Margaret ‘Molly’ Brown, one of the lifeboat survivors of the Titanic’s sinking in 1912, and daughter of Irish immigrants rose to fame following the ship’s disaster through her dedication to social work.
Now, as the centenary of the Titanic approaches, a museum in Denver, Colorado provides a closer look into the now famous Molly Brown.
Colleen Slevin for the Associated Press tells the story of Margaret ‘Molly’ Brown, and the research that has gone into her life in hopes of separating myth from reality.
Brown was born in 1867 to Irish immigrants in Hannibal, Missouri. Years before she sailed on the Titanic, her and her then-husband struck it rich through a Colorado gold-mine, granting Brown the freedom for to travel and, consequently, learn. Though only attaining an eighth-grade education, Brown spoke several languages, which would come to serve her well on the Titanic. In the years following the sinking of the Titanic, Brown went on to fight for both women’s suffrage and labor rights.
Prior to setting sail on the Titanic, Brown was well-known for her social work such as fundraising to build Immaculate Conception Cathedral and mountain camps for poor children and orphans. Her social work both continued and intensified following the sinking of the Titanic.
Oddly enough, Brown was never referred to as Molly during her lifetime, nor was did she ever refer to herself as ‘unsinkable’ according to her biographer biographer Kristen Iversen, author of ‘Molly Brown: Unraveling the Myth.’ The nickname Molly was traced to a gossip columnist in Denver who may have reportedly been angry that Brown chose to tell her Titanic survival story to a Rhode Island newspaper.
The image of Brown as a “gun-packing, wisecracking former saloon girl” rose from two books that were written about her life in the 1930s, and later gave way to her characterization in plays and films, most notably, James Cameron’s 1997 mega-hit ‘Titanic’ in which she was portrayed by Kathy Bates.

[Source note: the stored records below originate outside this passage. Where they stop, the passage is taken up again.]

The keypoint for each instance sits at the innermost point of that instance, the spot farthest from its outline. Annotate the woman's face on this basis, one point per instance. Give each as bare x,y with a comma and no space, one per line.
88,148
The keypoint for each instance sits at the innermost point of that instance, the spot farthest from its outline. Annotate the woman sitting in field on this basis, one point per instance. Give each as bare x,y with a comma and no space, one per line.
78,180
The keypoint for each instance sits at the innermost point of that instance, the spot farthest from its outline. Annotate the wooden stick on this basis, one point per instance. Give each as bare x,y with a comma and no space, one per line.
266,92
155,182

Brown, having separated from her husband, had been vacationing in Egypt alongside John Jacob Astor and his wife when she got word that her grandson back in the U.S. had fallen ill. Cutting her Egyptian trip short, she made her way to France to board the Titanic, where the ship had made a stop to gather both passengers and supplies before continuing to Ireland and then ultimately full-sail ahead.
Writing of her Titanic experience, Brown said that she watched from the deck after the now infamously struck an iceberg and was later thrown into a lifeboat. Together with mostly other women, Brown paddled all through the night until they found the rescue ship Carpathia.

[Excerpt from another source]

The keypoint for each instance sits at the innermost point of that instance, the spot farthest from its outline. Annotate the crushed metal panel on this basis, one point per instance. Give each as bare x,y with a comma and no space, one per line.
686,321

In the wake of the Titanic disaster, Brown was instrumental in helping to organize and raise funds from rich Titanic passengers. The aid went to poorer passengers stranded after the sinking and to ensure they had a place to go upon arrival in New York City.
Later, Brown would go on to help relief efforts during World War I, and ran for a seat in the Senate in 1914, six years before women achieved the right to vote in America.
Brown died in 1932 in New York while pursuing another passion, acting.
Now, Denver, Colorado remembers the strong-willed Margaret Brown at a museum, The Molly Brown House Museum. The former home of Brown herself, the museum offers educational tours and an inside look at first-hand artifacts from Brown’s life, including an insurance claim she filed after the sinking of the Titanic.
Gearing up for the centenary of the Titanic, the museum is offering Titanic-themed tours. In addition, the museum will be hosting a six-course meal, like first-class ship passengers might have had, on April 14 at Denver’s historic Oxford Hotel, which will feature attendance by Brown’s great-granddaughter Muffet Laurie Brown. Plans are in motion to host a more affordable ‘Steerage Class Shindig’ which will feature Irish music.